A team with zero AI in its data layer. The case for the test categories is weaker — the implicit human review is intact. The categories still matter, but they aren’t load-bearing in the same way.
A schema small and stable enough to fit in one head. Twenty tables, three engineers, one service writing every row. The reviewer who wrote the migration is the test, the same way they always were. Grow the team or the schema by an order of magnitude and the math flips.

For everything else, the cost of building the test layer is a fraction of the cost of one production incident. AI made the math obvious.

The bigger picture

Tests are part of the schema’s contract. The schema declares what the database should enforce; the tests assert that the schema does what it claims and that the queries against it return what they claim. Pre-AI, that contract was partially carried by the engineer writing each migration and each query — slowly, with friction, with mistakes, but the friction itself was a check. AI removes the friction. The contract has to be written down or it isn’t a contract.

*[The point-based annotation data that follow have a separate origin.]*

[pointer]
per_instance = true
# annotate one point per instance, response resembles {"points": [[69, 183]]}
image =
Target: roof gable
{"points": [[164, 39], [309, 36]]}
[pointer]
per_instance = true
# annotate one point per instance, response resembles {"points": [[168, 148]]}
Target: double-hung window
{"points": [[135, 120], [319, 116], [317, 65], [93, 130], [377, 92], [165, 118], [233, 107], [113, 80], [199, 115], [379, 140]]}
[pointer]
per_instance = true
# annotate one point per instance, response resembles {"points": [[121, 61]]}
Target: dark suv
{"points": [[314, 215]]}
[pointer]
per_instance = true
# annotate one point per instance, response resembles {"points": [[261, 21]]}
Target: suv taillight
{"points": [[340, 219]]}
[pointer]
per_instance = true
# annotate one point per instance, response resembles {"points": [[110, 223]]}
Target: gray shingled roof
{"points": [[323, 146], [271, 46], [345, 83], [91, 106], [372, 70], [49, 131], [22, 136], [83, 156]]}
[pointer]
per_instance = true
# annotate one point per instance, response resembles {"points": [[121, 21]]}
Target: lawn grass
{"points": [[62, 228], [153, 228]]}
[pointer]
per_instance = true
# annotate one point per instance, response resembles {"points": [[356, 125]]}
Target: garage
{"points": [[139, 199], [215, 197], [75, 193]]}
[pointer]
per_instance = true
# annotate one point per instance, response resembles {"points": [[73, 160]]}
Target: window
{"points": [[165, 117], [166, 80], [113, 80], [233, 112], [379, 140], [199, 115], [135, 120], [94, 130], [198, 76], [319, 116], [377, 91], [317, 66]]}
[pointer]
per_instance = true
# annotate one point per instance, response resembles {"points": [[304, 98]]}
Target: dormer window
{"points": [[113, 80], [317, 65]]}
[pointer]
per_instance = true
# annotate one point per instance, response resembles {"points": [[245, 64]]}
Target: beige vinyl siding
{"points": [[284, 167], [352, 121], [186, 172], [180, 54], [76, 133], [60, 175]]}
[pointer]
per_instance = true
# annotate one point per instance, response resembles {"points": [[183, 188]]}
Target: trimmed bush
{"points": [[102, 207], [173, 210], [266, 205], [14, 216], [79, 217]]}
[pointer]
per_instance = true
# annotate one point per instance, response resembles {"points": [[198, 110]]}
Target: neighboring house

The five categories above are the contract written down. Each catches a class of failure the others can’t see, each has tools that have been stable for years, and each costs a fraction of the incident it prevents. The teams that build them now will catch what AI introduces before it ships. The teams that don’t will catch it in pages from oncall — the same pages that, before AI, were rare enough to absorb and are about to stop being rare.

The frontier under those five is intent verification — none of them asserts that a query means what the human asked. Dual-track LLM-judge eval is the early answer, covered above, and not yet a release gate. Until it is, the practical floor is the discipline already under your control: Part 1 covered why this became mandatory; this part covered what the layer looks like; pick one category and start.